Calories: 386kcal | Carbohydrates: 36g | Protein: 5g | Fat: 25g | Saturated Fat: 11g | Polyunsaturated Fat: 4g | Monounsaturated Fat: 8g | Trans Fat: 2g | Cholesterol: 31mg | Sodium: 383mg | Potassium: 54mg | Fiber: 1g | Sugar: 0.1g | Vitamin A: 355IU | Calcium: 11mg | Iron: 2mg
Tried this recipe?Let us know how it was!


  1. Ok, I’m going to try this! I’m actually thinking of making a pie for Valentine’s Day, and using this recipe. You know I’m getting bold by changing things up when it comes to my pie crust, but I’m excited to try it. I’m always looking to improve my pies. If I freeze one, should I just wrap it up and freeze it, or should I put it in the pie pan first?

    1. Beats the heck out of me. I actually think freezing it in the pan might work well, especially if you buy a cheapie metal one for it. Yes, try that.

    2. When I make pie crusts I make a large batch. I roll them out into discs for the size pie plate I need. Then I wrap each rolled out crust disc in saran wrap and lay it on a cookie sheet (the kind without sides) and stack them up each individually wrapped and stick them in the freezer on the pan for support. Then when I want a pie I take out one disc and let it thaw (takes no time at all). This works really well. I tried freezing them in pie plates stacked and after a time the would break from being hit by something else in the freezer.
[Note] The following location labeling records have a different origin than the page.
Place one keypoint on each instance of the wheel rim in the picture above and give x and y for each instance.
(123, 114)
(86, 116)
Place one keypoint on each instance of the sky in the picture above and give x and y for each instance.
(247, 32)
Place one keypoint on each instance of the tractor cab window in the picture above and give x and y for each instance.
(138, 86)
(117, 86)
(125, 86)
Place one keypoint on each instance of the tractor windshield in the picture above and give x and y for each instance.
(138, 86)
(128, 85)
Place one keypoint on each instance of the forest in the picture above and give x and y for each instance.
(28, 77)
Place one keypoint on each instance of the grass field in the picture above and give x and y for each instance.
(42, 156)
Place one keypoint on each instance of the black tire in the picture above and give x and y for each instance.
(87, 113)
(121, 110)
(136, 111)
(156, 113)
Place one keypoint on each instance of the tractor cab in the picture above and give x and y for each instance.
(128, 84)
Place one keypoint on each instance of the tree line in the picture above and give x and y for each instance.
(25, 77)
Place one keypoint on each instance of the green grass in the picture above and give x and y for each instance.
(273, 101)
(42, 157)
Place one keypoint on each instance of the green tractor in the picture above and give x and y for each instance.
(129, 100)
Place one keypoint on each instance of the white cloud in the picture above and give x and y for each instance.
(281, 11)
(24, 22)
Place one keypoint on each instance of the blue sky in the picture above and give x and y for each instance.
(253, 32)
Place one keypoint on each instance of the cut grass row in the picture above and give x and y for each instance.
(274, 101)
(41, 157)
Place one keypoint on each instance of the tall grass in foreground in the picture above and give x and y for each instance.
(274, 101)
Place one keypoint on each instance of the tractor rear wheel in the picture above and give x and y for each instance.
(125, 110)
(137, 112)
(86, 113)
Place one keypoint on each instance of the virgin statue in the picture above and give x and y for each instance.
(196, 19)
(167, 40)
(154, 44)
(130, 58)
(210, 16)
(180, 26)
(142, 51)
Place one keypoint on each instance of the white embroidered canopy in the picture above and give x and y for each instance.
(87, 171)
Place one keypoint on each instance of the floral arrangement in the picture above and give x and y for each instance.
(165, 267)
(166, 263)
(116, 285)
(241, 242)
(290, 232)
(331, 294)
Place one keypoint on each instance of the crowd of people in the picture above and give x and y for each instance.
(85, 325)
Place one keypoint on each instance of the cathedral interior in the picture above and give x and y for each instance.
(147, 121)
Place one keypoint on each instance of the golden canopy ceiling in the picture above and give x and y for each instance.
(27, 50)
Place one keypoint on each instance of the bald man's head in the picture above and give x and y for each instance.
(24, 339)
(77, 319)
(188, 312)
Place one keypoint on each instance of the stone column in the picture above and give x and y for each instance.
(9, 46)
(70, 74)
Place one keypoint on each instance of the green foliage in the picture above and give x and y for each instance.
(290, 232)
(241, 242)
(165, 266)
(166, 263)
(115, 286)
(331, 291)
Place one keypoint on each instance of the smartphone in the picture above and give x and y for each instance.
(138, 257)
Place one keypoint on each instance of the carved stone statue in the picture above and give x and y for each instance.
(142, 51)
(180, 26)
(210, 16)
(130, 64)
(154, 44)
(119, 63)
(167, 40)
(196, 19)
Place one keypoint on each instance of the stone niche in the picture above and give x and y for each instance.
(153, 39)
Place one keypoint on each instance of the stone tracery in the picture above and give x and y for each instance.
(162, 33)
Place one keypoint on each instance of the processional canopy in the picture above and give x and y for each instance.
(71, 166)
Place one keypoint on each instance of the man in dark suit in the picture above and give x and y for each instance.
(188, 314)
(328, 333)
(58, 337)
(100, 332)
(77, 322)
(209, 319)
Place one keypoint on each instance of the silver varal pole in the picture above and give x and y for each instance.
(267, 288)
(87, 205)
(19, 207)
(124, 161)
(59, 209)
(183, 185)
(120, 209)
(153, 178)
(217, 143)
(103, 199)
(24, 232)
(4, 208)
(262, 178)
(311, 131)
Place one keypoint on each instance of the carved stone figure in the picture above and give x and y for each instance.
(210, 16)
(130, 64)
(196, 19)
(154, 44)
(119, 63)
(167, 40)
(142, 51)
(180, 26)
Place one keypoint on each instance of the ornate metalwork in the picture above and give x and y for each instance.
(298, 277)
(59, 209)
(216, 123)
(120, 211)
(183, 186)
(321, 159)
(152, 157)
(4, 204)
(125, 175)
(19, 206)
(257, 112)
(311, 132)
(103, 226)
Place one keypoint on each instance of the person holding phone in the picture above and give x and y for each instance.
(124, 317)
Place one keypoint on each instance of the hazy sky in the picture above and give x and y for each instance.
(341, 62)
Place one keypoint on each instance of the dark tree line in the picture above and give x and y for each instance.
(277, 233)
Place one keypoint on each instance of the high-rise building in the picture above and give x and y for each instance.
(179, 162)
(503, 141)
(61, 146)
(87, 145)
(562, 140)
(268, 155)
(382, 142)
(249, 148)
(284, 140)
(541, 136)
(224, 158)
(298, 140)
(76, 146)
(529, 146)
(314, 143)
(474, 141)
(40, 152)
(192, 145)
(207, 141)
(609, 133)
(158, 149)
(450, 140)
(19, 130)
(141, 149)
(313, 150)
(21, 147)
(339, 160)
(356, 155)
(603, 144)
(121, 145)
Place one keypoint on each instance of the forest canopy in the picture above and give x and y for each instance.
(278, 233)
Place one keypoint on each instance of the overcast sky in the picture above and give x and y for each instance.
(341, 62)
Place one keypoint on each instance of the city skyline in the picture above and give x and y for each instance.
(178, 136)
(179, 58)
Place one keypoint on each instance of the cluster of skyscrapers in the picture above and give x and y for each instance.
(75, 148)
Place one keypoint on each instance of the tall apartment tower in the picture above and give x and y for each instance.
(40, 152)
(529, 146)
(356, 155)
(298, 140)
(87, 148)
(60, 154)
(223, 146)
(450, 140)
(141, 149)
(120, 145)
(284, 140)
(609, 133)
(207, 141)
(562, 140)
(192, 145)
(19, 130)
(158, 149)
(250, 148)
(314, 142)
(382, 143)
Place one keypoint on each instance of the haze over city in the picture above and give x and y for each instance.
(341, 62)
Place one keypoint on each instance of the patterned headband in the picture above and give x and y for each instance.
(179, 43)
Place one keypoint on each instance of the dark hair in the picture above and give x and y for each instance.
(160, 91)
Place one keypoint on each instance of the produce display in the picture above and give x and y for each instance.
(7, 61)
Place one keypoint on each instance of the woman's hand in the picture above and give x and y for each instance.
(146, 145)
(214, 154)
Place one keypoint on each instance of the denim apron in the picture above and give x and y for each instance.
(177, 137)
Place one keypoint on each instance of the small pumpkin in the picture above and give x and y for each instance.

    1. My pot pie recipe uses a little bit of vinegar and that crust NEVER fails, so I finally looked into the science of it. I tell ya, whoever figured this stuff out was a straight up genius. It works so well!

  2. Ooh, this is a fantastic post Stephie! So much technicality but… well, you’re not boring AT ALL. I wish you taught all my subjects at school (preferably with free pie). I’ve actually never made pie crusts with shortening before. I think i need to give this technique a go. Thanks… oh, and that sweet heart in the pastry? Gorgeous! xx

  3. 1. I’m over shortening. There, I said it. For most of my life, I didn’t believe in shortening in crusts. It had no flavor, it is rather icky and mysterious if you give it too much thought, and who cares about flakiness in a one-crust pie anyway? But then I weakened my resolve. All the Cook’s Illustrateds and Ina Gartens claimed that the only! best! way to make the flakiest! pie dough was to use shortening in part, and I do value their opinions so. I did this for about two years, and now I’m back to all butter, baby. Do you know why? Well, for all of the original reasons–flavor rules and ickiness is not worth it–but because I have also realized that when you really know how to make pie dough, it won’t matter which fat you use. So butter it is baby! I’ll never doubt it again.

    1. If all butter works for you, power to you! Go for it, girl! Everyone has their preferred method. This one just happens to be mine and I think works well for beginners, who might find all butter to be tricky to work with.

  4. I had my hand up but you probably couldn’t see me all the way over here in Georgia. I had a recipe something like this but lost it. Thanks for posting this!

  5. Since 1986, I’ve been using a method I found in our Sunday paper. It calls for the vinegar, all shortening (keep in freezer till mixing), and one egg! It has been a “no-fail” for me, but not as flaky as I’d like. I am going to try your method. It makes sense to me. We are a pie-loving family! I’m so glad I saw this and so anxious to make a pie right now!! Thanks. I’ll let you know if it is successful for me!!

  6. I agree- straight up rhubarb! I also sprinkle a little cinnamon and dot it with butter before putting on the top crust. This might sound gross but we went to an organic farm and bought some lard. I used half butter and half lard. I also used apple cider vinegar. It made the flakiest pie crust I ever had. What do you think your great grandma used before commercial shortening!

  7. 5 stars
    Hi! The crust tasted wonderful I plan on using the 2x recipe & 3x recipe during the holidays ! I see in those larger recipes that the amt of water stayed the same? Is that correct?

    1. Hi Jen – That’s due to the way the recipe card is configured. I just made a slight change to the card and it should properly increase the water amount now. So glad you enjoyed this recipe!